Subjects in his critical and creative writings include race and culture, national and international politics, and globalization. And the ideology that permeates his works is clear across genres: the imperative of justice and equity. For example, in his Ken Saro-Wiwa: a bio-critical study, he debunked the claim that the government of Sani Abacha was protecting the economic interest of Nigeria: “That question may have been wrongly put; for, Saro-Wiwa’s struggle was not just against an oil company. Precisely, it was, and is, against Nigeria, and those people trying to transform the place into their private property in the name of patriotism.” In another of his critical works, Home and Exile: Abdias Nascimento, he connected the issues of race, injustice, slavery, colonialism, and globalization: “Once again, it is all about Africa, and Africa is black. Black, for too long a victim, an object of ridicule and opprobrium, a slave continually denied his humanity even as the world is being supposedly harmonized from a universe of differences into a global village where the purveyors of diminishing distances are parading myths of equality, justice, and human rights.”
In his book of poems, Exile at Home, Ojo-Ade focuses on the flaws of leadership at home in postcolonial Nigeria and similar countries: “My generation, the one coming directly after Wole Soyinka’s wasted generation, must understand the thrust of these poems…. How do you recognize your role in the race towards the precipice when you have failed to assume responsibility for your own destiny left to decay and destruction in the hands of robbers and rapists and renegades claiming to be saviours?”
A recurrent theme in the over 25 publications of this fertile mind is the absence of justice at home in Africa and abroad in Europe and North America. Just as he did in his Ife days, even when he is mordant in his criticism, he never till the end harbor any hatred against those criticized in his works for failing to do the right thing in Africa and elsewhere.

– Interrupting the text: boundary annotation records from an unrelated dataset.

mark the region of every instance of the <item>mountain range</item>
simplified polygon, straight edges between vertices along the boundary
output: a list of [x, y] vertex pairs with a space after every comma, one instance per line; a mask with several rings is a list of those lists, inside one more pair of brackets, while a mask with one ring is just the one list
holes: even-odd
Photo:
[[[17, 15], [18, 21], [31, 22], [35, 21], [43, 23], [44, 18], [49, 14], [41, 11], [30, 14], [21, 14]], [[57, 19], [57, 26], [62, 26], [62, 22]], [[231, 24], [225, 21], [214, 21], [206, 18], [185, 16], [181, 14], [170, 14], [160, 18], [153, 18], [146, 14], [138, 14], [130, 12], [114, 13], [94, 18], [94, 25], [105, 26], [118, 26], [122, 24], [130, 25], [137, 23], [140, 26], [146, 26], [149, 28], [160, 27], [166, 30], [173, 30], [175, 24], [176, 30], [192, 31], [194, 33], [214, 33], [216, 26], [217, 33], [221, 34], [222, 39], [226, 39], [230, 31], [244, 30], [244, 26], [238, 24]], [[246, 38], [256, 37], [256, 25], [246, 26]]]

This is his last testimonial from his last employer, St. Mary’s College: He combined a deep love for his native Nigeria with a cosmopolitan restlessness and commitment to world citizenship. Femi loved people, institutions and countries with his eyes open to their imperfections but believing in their promise. He had a warm heart and was a passionate conversationalist.”
While thanking Molara, the children, and members of the Ojo-Ade extended family for sharing him with the world, his admirers welcome him back home for the journey to the final home, which the Yoruba have constructed as the world of the ancestors saddled with looking after the world of the living and the unborn.